ストリートミュージシャン
ギターを弾く手が痛む。
覚える曲は5曲。とてもじゃないけど、こんな短期間で全部を覚えるのは無理だ。歌うことに集中して、ギターは賑やかし程度に弾ければいいということになった。それでも、自分には厳しい。自分一人で気楽に弾いていた時と違い、思うようにいかないギター練習が、今ではちょっと辛い。
バンド練習は午前中だけで解散となった。午後に部長たちとカブトムシを見る約束になっているので、先輩が休みにしてくれたのだけど。
いいのだろうか?
部長たちとの待ち合わせまでには時間があるし、一度自宅に戻って昼食を食べてから出かけようかな。うちの雑種犬、寅二郎の頂戴攻撃をやり過ごし、うどんを食べ終えると、少し早めに家を出る。
待ち合わせ場所は駅前なので、公園を通ると近道になる。大木が道の横に生えているような大きい公園で、日曜ということもあっていつもより人が多い。
犬の散歩する人、ジョギングしている人、子供連れの家族、暖かい陽気に誘われて、公園にやってきたのだろう。みんなのんびりしていて楽しそうだ。
少し開けた一画に人だかりができている。
なんだろう? 気にはなるけど、その集団には若い女性しかいないみたいで近寄りがたい。
横を通り過ぎると、人だかりからアコースティックギターの音色が洩れ聞こえてきた。
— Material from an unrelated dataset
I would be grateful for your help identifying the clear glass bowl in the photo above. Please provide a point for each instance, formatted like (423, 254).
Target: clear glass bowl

この曲、知ってる。少し前に話題になった外国映画の挿入歌。
ギターの音に乗せて聞こえてきた歌声は、良く通る男には珍しいほどの澄んだ声だった。
外国人が歌っているのかな? 発音が自然だ。
どんな人が歌っているのか気になって、人だかりの後ろに回る。ギターを持った男性の後ろ姿が見えた。顔は見えないけど、若いのは分かる。歌声からして十代か二十代前半かな。
ギターケースから布を取り出そうと振り返ったストリートミュージシャンと目が合う。
モデルかと思うような整った顔だ。その顔でニコリと微笑みかけられてしまった。
「リクエストがあったら聞くよ」
「あ、いえ、お金ないので」
手を振ってお金がないことを示す。
イケメンが、プハと噴きした。
「お金なんて取ってないよ。ただ、ここで少し気晴らしにギターの練習をしているだけだから」
態度までイケメンだ。せっかくだし、リクエストしようかな。こういう時のリクエストって、有名な曲のほうがいいのかな?
「あの、じゃあ、ビートルズのブラックバードを」
というと、女性の一人が「ビートルズって」と呆れたようにつぶやいたのが聞こえてきた。なにかダメだったのだろう……
「いいね。オレの大好きな曲だよ」
そう言って、イケメンミュージシャンがギターを鳴らし始めた。
ジョギングしていた人が立ち止まる。
ああ、やっぱりだ。ブラックバードの優しく穏やかなメロディーは、この人の甘く透き通った声によく合ってる。いつもの公園が、アコースティックギターの音色と歌声で、のどかなイギリスの公園のような雰囲気に包まれる。
続けてノーウェジアンウッドまで歌ってくれた。
スゴイな。人を惹きつける歌とギターだけでなく、場の空気を作り上げる存在感まである。ただの素人とは思えない。どういう人なんだろう。
曲が終わるとパチパチと拍手があちらこちらから上がった。いつの間にか若い女性だけでなく、公園にいた人達が集まっていた。
「お兄さん、いい声だね」
「今日は一日幸せな気分で過ごせそうだよ」
散歩に来ていた年配の夫婦やジョギングしていた人たちが、ギターケースにお金を入れていく。釣られるように女性たちもお金を投げ入れていく。
「あ、あの、ありがとうございました。外国にいる気分になれました!」
ミュージシャンのお兄さんにお礼を言うと、おかしそうに笑いだした。
「面白いこと言うなぁ。少年は。……さてと、休憩は終わりっと。聴いてくれた方々、ありがとう」
そう言ってギターをしまいだしたお兄さんの姿に女性たちは残念そうにタメ息を漏らす。もう何曲か自分も聴きたかったな。残念。
「少年がいい曲をリクエストしてくれたおかげで、お小遣いまで貰えちゃったし。ジュースでも奢るよ」
ギターを抱えたお兄さんが、こっちにやってきた。女性たちの視線が痛い。